Under what conditions does the second cohomology preserve injectivity?

Question

Suppose G, A, and B are abelian groups with $i:A \to B$ an injective homomomorphism. Consider the groups $H^2(G,A)$ and $H^2(G,B)$ for the trivial action of G on A and B. i induces an injective homomorphism:

$$i_*: H^2(G,A) \to H^2(G,B)$$

The map $i_{\ast}$ is not always injective. For instance, setting A as the integers embedded in B the rationals, we see that the target group of $i_*$ is always trivial but the source group is often nontrivial (for instance, when G is finite cyclic).

Question: Under what conditions is $i_*$ injective and under what conditions is it an isomorphism?
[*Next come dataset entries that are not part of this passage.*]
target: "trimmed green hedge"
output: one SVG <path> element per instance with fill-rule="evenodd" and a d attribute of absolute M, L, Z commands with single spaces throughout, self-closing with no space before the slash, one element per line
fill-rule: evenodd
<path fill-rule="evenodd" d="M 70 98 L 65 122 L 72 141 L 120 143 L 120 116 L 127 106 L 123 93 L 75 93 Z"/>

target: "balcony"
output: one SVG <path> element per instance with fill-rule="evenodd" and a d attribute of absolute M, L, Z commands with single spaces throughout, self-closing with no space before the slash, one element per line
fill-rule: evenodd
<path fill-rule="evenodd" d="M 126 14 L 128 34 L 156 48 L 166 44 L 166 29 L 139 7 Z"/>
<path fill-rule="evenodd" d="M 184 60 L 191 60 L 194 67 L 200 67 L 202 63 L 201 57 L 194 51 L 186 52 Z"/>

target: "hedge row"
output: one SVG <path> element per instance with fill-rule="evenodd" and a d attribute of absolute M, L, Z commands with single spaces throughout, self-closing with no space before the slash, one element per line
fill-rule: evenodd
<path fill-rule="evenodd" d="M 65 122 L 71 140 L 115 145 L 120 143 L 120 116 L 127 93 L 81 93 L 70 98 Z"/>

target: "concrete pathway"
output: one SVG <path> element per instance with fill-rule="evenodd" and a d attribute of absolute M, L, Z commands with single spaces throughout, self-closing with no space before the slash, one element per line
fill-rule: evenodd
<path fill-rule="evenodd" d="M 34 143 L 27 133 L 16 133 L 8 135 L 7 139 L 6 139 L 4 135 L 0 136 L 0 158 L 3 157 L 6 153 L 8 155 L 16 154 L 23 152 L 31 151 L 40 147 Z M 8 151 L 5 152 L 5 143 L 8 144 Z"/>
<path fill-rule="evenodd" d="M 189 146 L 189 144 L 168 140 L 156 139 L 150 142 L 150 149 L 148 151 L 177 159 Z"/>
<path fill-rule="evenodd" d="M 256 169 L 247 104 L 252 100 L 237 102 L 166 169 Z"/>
More specifically I am interested in the case where:

G is a finite abelian p-group and A and B are both finite cyclic p-groups with the order of A dividing the order of B. Here, p is a prime number.

Generic note: Note that the induced map at the level of cocycles (before going down to cohomology) is injective, but the trouble arises because it seems possible that some cocycles that were not coboundaries become coboundaries on enlarging the group of coefficients.

Answer 1

Sasha's comment is correct. In your case you have the trivial action on $p$-power order cyclic modules. So let me write the map $B \to B/A$ as $B = \mathbb Z/p^n \to \mathbb Z/p^m = B/A,$ where $m \leq n$, and the map is the natural one (reduce a mod $p^n$ class to a mod $p^m$ class).

Now $H^1$ of $G$ against a trivial module is just homs of $G^{ab}$ into this module, so we have to look at $$Hom(G^{ab},\mathbb Z/p^n ) \to Hom(G^{ab},\mathbb Z/p^m).$$ Now $G^{ab}$ is (in your setting) itself an abelian $p$-power order group, so is a product of cyclic $p$-power order groups, so (since $Hom$ from a finite product is the product of the individual $Hom$s) we see that it is enough to consider whether $$Hom(\mathbb Z/p^r,\mathbb Z/p^n) \to Hom(\mathbb Z/p^r,\mathbb Z/p^m)$$ is surjective.

Assuming that $m < n$ (i.e., in the original terms of the problem, that $A$ is non-zero, so that the question is non-trivial), then this map is surjective if and only if $n \leq r.$ (This is not hard to check; see below for a careful explanation.)

Putting this together for all $r$, we get the following: assuming that $A$ is non-zero, that $B$ is cyclic of $p$-power order, and that $G$ is a $p$-group, then the map of $H^2$ is injective precisely when each cyclic direct summand of $G^{ab}$ has order at least that of $B$.

Proof of surjectivity fact: The $Hom$ space $Hom(\mathbb Z/p^r,M)$ is equal to $M[p^r],$ the $p^r$-torsion subgroup of $M$, for any abelian group $M$ (just look at the image of $1$ mod $p^r$). So we have to consider the surjectivity (or non-surjectivity) of $(\mathbb Z/p^n)[p^r] \to (\mathbb Z/p^m)[p^r],$ which is the map $$p^{\max(0,n-r)}\mathbb Z/p^n\mathbb Z \to p^{\max(0,m-r)}\mathbb Z/p^n \mathbb Z.$$ This is surjective if $n - r \leq 0,$ or if $m = n$, but otherwise is not.